Andrew Berman, Executive Director of the Greenwich Village Society for Historical Preservation, has posted a wonderful piece about back tenements on the GVSHP blog. There are a lot of these back houses throughout the LES, from the EV all the way to Chinatown. You can view a couple on the corner of 13th Street & Avenue B, where the corner building was cleared and replaced with a community garden, so you can look into the interior of the block, unobstructed. Right there in front of you you'll see a row of back tenements.  It was common practice to build a front tenement about 50' deep (the depth of a row house or townhouse of the day) leaving about 50' of unused back yard. To maximize the rental space, the owner would build a second structure behind the front tenement. 

Why the original owners didn't build one deeper structure, rather than two shallower ones, is, as Mr. Berman points out, the great mystery. If the back tenements were built later, there would be no mystery: the owner built the front structure on the current model of row house coverage, then as the market for housing grew, simply built a second structure rather than the more immediately expensive effort of demolish-and-build-larger. But, as Andrew also points out, many of these back tenements seem to have been built simultaneously with the front tenement. Why build two structures when one structure would have saved one stairwell and maximized the rental space? After all, tenements were built solely for rental profit.

Absent a memoir of an 1850 property owner, one can only speculate. Two considerations over the years have occurred to me: the shallow row house allows front-to-rear window ventilation; deeper structures would have required new and challenging design. As we know, when interior subdivisions without windows appeared, the city had to respond with the 1867 Tenement House Act specifically including a window in every room.

So it's my guess that owners built on the rational, shallow model that allowed rational window inclusion and ventilation. It was only when the housing market stepped up after the Civil War that owners viewed the extra stairwell as a serious economic liability, especially for single-lot owners who were stuck with only one space to maximize. Money is the father of invention: owners figured out a design to eliminate the second stairwell and the second entry and maximized the lot coverage for maximal rent.

So I view the back house as a holdover from row house design. That design made sense; it worked well enough; why change it -- why sacrifice rational ventilation just to save a little stairwell space? Only when the market upped the profit potential did the two-structure begin to look inadequate and the old methods were rethought. Until then, the back house had been a marriage of rationality and complacence.

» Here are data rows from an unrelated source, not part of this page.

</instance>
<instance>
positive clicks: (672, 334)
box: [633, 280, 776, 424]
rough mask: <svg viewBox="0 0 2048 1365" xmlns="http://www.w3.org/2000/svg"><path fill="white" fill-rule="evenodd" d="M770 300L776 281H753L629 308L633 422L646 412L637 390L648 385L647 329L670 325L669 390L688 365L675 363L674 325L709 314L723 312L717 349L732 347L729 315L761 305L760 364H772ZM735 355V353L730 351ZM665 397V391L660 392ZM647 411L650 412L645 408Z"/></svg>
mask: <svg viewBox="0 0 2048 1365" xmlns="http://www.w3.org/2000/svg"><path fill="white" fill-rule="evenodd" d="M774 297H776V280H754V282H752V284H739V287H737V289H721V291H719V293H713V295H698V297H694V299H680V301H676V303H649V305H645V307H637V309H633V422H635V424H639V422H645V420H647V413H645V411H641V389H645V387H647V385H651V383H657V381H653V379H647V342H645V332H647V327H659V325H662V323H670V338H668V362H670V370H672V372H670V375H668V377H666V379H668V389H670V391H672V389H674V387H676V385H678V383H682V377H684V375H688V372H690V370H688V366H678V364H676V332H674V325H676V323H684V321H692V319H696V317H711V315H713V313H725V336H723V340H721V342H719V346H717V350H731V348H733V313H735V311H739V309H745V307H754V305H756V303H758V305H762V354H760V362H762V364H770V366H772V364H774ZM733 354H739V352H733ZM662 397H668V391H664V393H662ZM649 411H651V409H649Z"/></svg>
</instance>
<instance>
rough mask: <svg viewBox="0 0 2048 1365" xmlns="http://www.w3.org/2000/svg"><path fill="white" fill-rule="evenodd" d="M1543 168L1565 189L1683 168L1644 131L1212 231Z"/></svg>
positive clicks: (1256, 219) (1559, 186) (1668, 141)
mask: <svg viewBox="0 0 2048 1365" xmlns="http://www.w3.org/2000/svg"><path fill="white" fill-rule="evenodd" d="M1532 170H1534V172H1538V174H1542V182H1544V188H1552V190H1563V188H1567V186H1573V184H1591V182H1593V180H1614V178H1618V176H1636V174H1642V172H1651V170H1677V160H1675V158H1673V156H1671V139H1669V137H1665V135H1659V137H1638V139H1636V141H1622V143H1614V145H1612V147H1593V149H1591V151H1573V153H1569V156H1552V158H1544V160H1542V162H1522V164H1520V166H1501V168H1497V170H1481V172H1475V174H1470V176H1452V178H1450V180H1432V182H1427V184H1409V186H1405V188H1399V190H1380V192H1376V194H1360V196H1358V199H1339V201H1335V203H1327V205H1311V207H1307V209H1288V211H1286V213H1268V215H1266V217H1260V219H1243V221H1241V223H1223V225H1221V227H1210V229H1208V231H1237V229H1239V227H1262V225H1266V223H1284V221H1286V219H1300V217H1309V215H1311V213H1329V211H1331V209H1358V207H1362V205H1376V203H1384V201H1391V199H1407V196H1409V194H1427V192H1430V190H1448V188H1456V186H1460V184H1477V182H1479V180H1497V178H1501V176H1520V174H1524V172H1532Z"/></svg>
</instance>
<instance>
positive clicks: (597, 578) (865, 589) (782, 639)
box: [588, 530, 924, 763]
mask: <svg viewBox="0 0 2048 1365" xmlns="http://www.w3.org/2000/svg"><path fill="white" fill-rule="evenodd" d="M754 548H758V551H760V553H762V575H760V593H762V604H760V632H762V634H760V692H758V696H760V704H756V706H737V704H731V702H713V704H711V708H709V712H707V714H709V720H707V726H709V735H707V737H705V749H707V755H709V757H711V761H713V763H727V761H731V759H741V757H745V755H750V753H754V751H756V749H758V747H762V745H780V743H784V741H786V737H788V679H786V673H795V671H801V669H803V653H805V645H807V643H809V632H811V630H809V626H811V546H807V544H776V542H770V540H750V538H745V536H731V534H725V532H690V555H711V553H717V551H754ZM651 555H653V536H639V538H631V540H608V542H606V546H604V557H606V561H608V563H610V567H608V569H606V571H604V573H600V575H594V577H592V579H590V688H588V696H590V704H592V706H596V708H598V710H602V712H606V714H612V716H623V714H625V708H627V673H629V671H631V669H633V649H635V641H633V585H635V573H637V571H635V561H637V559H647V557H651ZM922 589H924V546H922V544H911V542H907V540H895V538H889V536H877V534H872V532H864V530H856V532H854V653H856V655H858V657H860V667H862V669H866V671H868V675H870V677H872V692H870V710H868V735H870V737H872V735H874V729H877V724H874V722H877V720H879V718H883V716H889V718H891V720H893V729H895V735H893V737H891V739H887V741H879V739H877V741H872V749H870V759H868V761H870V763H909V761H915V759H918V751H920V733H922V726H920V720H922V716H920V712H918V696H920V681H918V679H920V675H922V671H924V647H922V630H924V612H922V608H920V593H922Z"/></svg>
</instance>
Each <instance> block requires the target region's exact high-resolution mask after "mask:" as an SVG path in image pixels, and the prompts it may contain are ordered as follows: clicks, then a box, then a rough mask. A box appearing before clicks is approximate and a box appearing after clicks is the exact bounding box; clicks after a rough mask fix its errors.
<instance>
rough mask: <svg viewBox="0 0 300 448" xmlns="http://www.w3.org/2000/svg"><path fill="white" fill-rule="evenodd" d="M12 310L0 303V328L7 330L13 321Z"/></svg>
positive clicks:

But that's just one guess to file in the drawer of idle historical speculations on NYC architecture, social history and its interaction with the real estate economy and development practice. Mr. Berman speculates in his post, "Perhaps the conventional expectation that these still-relatively rare (and generally looked down upon) structures would at least look like a house pushed builders to use this two-building form...". I suspect there's a lot of truth to that speculation as well. It's difficult to break social conventions of acceptability, whether in development or fashion or human behavior.